IDG Contributor Network: In-memory computing: enabling continuous learning for the digital enterprise | Computing
Businesses across a range of industries are turning to machine learning and deep-learning-powered artificial intelligence applications to drive their digital transformation and omnichannel customer experience initiatives. These tools can help generate new revenue, improve efficiency, increase customer satisfaction, and deliver business insight. According to IDC, spending on AI and machine learning will reach $57.6 billion by 2021, up from $12 billion in 2017. According to Deloitte Global, machine learning pilot programs and implementations will double in 2018 compared to 2017 and double again by 2020.
However, to optimize many of these use cases, the underlying machine learning and deep learning models need to be updated in real time as new data is added to the system. Consider the following real-time continuous learning use cases:
- Financial risk mitigation. To minimize the spread of new loan scams, a bank must continuously update its machine learning model of what indicates a possible loan fraud attempt with real-time data on new loan applications to prevent these new strategies from spreading. To reduce the risk associated with approving new credit cards during the checkout process, a credit card company must continuously update its fraud machine learning model in real time to score the likelihood of a fraudulent transaction in real time.
- Recommendation engines. To obtain the maximum ROI from recommendations, an e-commerce platform must continuously update its machine learning recommendation model, so it can combine historical data such as webpage visits and purchase patterns with current webpage activity, referral information, product inventory, and newly available products, along with emerging purchase patterns. The resulting continuous learning machine learning model will result in more targeted and effective recommendations.
- Information security. Predictive analytics for network and data security requires a constant comparison between “normal” activity and possible threat activity. In large networks, what constitutes normal activity can change frequently (e.g., new types of network devices and end points and new protocols), so the underlying machine learning model must be continuously retrained.
In each of these cases, a traditional database deployment—separate online transactional processing (OLTP) and online analytical processing (OLAP) databases with an extract, transform, load (ETL) process for moving the operational data to the OLAP system prior to model training—make it impossible to update a machine learning model in real time because of the delays inherent in the ETL process.
Although artificial intelligence use cases are currently not as common as machine learning use cases, the challenge of creating a continuous learning system will be the same. From voice recognition systems to self-driving cars, deep learning systems will need to be equipped with a real-time continuous learning capability for optimal performance.
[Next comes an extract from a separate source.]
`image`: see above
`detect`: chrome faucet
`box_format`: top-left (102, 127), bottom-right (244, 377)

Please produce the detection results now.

Achieving continuous learning with in-memory computing
Today’s in-memory computing platforms are deployed on a cluster of servers that can be on-premises, in the cloud, or in a hybrid environment. The platforms leverage the cluster’s total available memory and CPU power to accelerate data processing while providing horizontal scalability, high availability, and ACID transactions with distributed SQL. When implemented as an in-memory data grid, the platform can be easily inserted between the application and data layers of existing applications. In-memory databases are also available for new applications or when initiating a complete rearchitecting of an existing application. The in-memory computing platform also includes streaming analytics to manage the complexity around dataflow and event processing. This allows users to query active data without impacting transactional performance. This design also reduces infrastructure costs by eliminating the need to maintain separate OLTP and OLAP systems.
The latest in-memory computing platforms include two capabilities essential for large-scale continuous learning systems:
- Integrated machine learning and deep learning libraries that have been optimized for massively parallel processing. This allows the system to train machine learning or deep learning models against the distributed data residing on all the nodes in the cluster. A continuous learning framework allows the machine learning or deep learning model to continuously update as new data is added without impacting performance. The integrated machine learning and deep learning libraries used in a continuous learning mode are a key building block of what Gartner calls in-process HTAP (hybrid transactional/analytical processing).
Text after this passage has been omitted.